Xenon oxytetrafluoride (XeOF_{4}) is an inorganic chemical compound. It is an unstable colorless liquid with a melting point of −46.2 °C that can be synthesized by partial hydrolysis of XeF_{6}, or the reaction of XeF_{6} with silica or NaNO_{3}:

NaNO_{3} + XeF_{6} → NaF + XeOF_{4} + FNO_{2}

A high-yield synthesis proceeds by the reaction of XeF_{6} with POF_{3} at -196 °C.

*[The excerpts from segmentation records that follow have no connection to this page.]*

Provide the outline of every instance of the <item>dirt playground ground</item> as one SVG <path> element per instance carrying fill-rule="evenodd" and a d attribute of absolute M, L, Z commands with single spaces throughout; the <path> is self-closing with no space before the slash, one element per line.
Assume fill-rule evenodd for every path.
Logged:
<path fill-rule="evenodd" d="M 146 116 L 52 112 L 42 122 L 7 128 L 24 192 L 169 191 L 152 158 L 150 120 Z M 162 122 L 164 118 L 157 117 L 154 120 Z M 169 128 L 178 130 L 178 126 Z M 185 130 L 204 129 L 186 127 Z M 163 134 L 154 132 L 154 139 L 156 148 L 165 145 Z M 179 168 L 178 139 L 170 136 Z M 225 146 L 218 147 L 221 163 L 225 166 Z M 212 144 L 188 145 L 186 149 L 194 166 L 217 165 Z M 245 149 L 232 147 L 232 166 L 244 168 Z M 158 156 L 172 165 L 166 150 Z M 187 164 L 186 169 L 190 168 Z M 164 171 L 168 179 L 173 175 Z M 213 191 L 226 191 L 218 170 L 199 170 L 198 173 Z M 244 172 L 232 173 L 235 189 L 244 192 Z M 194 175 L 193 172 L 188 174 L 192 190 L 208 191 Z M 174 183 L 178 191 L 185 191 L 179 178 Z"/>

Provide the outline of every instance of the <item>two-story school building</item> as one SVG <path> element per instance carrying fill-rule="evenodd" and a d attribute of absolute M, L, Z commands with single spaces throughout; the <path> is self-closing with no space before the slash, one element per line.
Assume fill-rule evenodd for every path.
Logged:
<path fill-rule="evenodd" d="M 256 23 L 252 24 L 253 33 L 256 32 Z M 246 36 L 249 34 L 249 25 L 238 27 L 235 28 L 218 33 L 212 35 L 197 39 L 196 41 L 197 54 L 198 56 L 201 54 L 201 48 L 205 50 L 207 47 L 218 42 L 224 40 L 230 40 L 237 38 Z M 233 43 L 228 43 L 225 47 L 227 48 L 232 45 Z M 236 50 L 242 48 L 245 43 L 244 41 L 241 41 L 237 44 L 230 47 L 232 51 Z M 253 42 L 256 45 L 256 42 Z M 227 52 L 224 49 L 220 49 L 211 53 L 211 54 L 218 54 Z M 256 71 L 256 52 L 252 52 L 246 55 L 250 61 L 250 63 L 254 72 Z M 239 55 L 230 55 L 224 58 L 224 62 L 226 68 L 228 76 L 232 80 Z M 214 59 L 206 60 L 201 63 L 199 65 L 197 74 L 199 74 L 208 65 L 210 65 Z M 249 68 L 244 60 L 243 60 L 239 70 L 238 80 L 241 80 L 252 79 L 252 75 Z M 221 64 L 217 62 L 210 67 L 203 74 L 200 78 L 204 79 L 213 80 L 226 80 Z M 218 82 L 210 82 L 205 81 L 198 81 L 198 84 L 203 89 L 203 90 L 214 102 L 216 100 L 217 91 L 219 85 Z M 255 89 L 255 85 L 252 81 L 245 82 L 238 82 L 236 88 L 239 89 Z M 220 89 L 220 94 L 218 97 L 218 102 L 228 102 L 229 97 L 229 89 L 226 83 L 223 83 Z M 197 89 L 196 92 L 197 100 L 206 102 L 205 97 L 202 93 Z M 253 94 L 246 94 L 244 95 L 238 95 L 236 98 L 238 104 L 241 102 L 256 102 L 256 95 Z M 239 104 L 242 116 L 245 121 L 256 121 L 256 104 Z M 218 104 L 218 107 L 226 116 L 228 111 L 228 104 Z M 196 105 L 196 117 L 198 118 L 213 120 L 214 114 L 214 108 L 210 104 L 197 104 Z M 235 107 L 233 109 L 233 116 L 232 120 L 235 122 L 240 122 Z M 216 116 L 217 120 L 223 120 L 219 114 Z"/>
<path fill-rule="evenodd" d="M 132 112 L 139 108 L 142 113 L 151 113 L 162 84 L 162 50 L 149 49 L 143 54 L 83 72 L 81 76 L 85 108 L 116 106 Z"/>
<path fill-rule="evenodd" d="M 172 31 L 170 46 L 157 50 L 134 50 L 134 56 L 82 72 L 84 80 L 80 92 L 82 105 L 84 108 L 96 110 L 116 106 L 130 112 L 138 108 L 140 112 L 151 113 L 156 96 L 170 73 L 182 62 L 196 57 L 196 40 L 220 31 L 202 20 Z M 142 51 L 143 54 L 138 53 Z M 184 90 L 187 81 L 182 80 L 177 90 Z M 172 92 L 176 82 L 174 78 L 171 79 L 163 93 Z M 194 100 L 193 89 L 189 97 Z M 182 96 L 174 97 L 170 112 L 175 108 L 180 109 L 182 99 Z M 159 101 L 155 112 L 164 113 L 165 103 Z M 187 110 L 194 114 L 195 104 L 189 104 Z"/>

Like most xenon oxides, it is extremely reactive, and it hydrolyses in water to give hazardous and corrosive products, including hydrogen fluoride:

2 XeOF_{4} + 4 H_{2}O → 2 Xe + 8 HF + 3 O_{2}

In addition, some ozone and fluorine is formed.

==Reactions==
XeOF_{4} reacts with H_{2}O in the following steps:

XeOF_{4} + H_{2}O → XeO_{2}F_{2} + 2 HF
XeO_{2}F_{2} + H_{2}O → XeO_{3} + 2 HF

The XeO_{3} formed is a dangerous explosive, decomposing explosively to Xe and O_{2}:
2 XeO_{3} → 2 Xe + 3 O_{2}

In its liquid form, XeOF_{4} exhibits amphoteric behaviour, forming complexes with both strong Lewis bases like CsF and strong Lewis acids like SbF_{5}. It forms a 1:1 adduct with XeF_{2}, isostructural with XeF_{2}·IF_{5}, as well as various heavy alkali metal fluorides.

The reaction of XeOF_{4} with XeO_{3} provides a convenient synthesis route for XeO_{2}F_{2}.